I felt this analogy fit the context in which we served as Sister Alicia so lovingly prepared the tortillas every day for migrants in the Comedor, making sure they were warm and delicious for everyone who enjoyed them. I believe we are preparing our documentary in a similar fashion to how Sister Alicia goes about preparing tortillas: with compassion. Without the migrants, there would be no story, and without the migrants, there would be no one to enjoy the tortillas. Now go get yourself a tortilla, I’m sure you’re craving one by now.

Family Ties

As we continue to edit and piece together our film, major themes are rising to the surface, particularly the meaning of family in regards to immigration. This theme holds a lot of meaning to me not only in the film but in my personal experience in Nogales as well.
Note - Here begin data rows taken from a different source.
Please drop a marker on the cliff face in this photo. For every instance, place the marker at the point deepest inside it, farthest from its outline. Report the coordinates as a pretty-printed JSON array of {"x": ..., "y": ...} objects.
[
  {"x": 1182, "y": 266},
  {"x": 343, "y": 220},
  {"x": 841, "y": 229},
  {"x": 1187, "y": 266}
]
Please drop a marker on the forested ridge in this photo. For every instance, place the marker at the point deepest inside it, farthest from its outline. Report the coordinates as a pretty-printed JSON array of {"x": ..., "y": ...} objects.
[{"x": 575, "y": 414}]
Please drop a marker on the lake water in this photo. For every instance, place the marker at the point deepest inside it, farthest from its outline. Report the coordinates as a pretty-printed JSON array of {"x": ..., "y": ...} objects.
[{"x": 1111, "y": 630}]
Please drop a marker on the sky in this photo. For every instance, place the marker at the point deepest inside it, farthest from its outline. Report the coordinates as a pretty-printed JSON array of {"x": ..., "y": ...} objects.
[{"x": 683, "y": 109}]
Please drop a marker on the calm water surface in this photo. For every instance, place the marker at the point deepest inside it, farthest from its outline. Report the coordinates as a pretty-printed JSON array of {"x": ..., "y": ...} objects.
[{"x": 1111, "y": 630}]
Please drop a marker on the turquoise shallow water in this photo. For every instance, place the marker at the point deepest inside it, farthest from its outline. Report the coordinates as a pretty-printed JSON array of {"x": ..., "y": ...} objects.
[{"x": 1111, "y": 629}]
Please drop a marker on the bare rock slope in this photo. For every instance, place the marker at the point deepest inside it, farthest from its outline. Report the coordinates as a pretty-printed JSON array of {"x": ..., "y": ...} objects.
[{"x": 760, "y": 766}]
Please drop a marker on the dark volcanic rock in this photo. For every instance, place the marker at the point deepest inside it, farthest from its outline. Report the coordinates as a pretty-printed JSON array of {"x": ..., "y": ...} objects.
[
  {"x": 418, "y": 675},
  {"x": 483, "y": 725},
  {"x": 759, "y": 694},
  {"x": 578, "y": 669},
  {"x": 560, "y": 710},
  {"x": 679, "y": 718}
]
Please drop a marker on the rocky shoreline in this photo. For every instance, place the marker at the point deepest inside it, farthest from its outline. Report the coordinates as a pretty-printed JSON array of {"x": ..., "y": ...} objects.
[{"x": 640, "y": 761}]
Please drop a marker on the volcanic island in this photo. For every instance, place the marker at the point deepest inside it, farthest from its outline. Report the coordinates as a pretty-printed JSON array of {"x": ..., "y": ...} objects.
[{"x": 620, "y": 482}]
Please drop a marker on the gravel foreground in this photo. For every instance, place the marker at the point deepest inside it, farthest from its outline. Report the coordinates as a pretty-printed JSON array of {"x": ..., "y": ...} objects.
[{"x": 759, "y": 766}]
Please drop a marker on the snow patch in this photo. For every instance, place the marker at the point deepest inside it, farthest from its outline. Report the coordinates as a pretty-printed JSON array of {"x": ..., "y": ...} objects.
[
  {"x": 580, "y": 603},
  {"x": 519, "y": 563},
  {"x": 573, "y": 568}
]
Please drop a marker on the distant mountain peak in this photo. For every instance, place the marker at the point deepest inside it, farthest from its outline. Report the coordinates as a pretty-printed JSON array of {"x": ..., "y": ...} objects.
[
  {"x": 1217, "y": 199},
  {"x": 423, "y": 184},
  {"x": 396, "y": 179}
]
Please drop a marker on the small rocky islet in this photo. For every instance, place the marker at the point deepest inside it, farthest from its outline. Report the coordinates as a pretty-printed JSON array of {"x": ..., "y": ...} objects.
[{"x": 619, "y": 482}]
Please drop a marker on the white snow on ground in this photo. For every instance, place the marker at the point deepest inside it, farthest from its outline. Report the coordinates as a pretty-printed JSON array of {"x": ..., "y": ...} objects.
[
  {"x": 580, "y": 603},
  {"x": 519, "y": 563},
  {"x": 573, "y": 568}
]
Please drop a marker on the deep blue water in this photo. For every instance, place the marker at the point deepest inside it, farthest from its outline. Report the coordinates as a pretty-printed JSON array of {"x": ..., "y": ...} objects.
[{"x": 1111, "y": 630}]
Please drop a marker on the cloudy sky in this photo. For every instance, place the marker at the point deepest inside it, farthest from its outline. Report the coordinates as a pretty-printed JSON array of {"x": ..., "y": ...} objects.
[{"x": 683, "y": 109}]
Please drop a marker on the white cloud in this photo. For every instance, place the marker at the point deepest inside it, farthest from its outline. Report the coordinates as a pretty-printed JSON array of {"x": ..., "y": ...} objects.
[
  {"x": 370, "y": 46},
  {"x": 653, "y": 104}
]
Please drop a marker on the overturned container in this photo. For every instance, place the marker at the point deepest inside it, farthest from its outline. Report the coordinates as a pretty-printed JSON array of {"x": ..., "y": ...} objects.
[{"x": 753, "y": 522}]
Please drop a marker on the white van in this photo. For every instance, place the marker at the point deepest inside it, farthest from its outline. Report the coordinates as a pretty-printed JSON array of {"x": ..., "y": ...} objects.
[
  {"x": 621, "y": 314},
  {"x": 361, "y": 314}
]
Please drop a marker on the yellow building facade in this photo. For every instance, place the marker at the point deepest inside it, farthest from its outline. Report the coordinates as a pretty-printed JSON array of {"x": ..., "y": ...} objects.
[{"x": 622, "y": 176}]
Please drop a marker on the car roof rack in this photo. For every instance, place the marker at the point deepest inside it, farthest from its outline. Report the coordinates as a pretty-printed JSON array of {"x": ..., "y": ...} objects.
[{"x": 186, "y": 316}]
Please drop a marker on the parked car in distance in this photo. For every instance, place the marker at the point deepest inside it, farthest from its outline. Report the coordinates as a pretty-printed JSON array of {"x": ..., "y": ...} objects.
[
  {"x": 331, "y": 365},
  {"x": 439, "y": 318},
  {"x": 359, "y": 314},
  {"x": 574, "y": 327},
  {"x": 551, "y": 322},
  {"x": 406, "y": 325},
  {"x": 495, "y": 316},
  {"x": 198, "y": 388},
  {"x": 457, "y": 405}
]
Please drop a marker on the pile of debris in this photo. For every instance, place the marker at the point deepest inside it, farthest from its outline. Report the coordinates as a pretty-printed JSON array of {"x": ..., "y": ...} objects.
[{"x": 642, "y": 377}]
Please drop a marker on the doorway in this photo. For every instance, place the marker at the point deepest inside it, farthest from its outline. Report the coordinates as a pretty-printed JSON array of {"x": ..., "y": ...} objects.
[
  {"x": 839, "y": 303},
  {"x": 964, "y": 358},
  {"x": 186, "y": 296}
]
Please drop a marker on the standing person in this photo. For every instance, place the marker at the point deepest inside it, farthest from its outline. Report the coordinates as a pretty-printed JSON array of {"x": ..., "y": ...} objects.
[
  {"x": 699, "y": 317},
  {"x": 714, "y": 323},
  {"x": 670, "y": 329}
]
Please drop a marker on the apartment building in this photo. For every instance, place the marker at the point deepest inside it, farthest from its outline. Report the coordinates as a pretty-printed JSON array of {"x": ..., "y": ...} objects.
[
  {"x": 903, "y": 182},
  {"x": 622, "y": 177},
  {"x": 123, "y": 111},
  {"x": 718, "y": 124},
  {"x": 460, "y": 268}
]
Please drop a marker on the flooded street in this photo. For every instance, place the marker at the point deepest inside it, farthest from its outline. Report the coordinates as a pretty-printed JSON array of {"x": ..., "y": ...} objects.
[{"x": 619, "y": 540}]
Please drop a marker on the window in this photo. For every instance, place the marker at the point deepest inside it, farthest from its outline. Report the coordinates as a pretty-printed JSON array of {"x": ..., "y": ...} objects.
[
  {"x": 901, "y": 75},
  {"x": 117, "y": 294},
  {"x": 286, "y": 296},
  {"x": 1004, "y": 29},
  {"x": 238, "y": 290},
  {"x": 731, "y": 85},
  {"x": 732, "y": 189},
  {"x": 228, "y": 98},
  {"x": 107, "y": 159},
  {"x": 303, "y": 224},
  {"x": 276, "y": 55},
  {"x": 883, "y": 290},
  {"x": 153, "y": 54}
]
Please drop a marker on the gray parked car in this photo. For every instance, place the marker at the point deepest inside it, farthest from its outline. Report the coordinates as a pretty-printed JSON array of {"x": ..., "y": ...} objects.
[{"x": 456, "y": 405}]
A woman we interviewed, Daniela, is the daughter of migrants and is a nursing student in graduate school at the University of San Francisco. Daniela spent several days with us and it was a joy to get to know her and understand her personal narrative in the complexity of this issue. Somehow a connection was made that Daniela knew my aunt, a fellow nurse who spoke at a bioethics conference in California and Daniela met her and spoke with her. I was astounded at how small our world is, what are the odds we ended up on this trip together with this personal connection to someone who I hold so dear to my heart and someone who Daniela knew and respected?

I was fortunate enough to be able to interview Daniela on camera, and it was easily one of the hardest parts of the entire trip for me. Daniela is so passionate about her family, migration, nursing, volunteering, and giving back to a community that has touched her life so personally. There was not a dry eye in the room and it was difficult to even fathom the struggles Daniela’s family has gone through to get to this point in their lives.

Daniela reflected on the meaning behind the sacrifices her family had made to see her succeed and how proud they are of her. It was impossible for me not to think of my aunt, this common bond Daniela and I shared, and how meaningful her presence in my life has been. She is one of the strongest, most compassionate people I know and love, and I couldn’t imagine my life without her in it.

Daniela’s story was touching in so many ways and I am genuinely grateful to have been able to hear her story and convey that to a larger audience. Her story is just one narrative amongst many migrants,  each unique, significant, and raw in their own way.

Group picture of Backpack journalism crew and Daniela Vargas
The Backpack Journalism team with Daniela before she journeys back to California.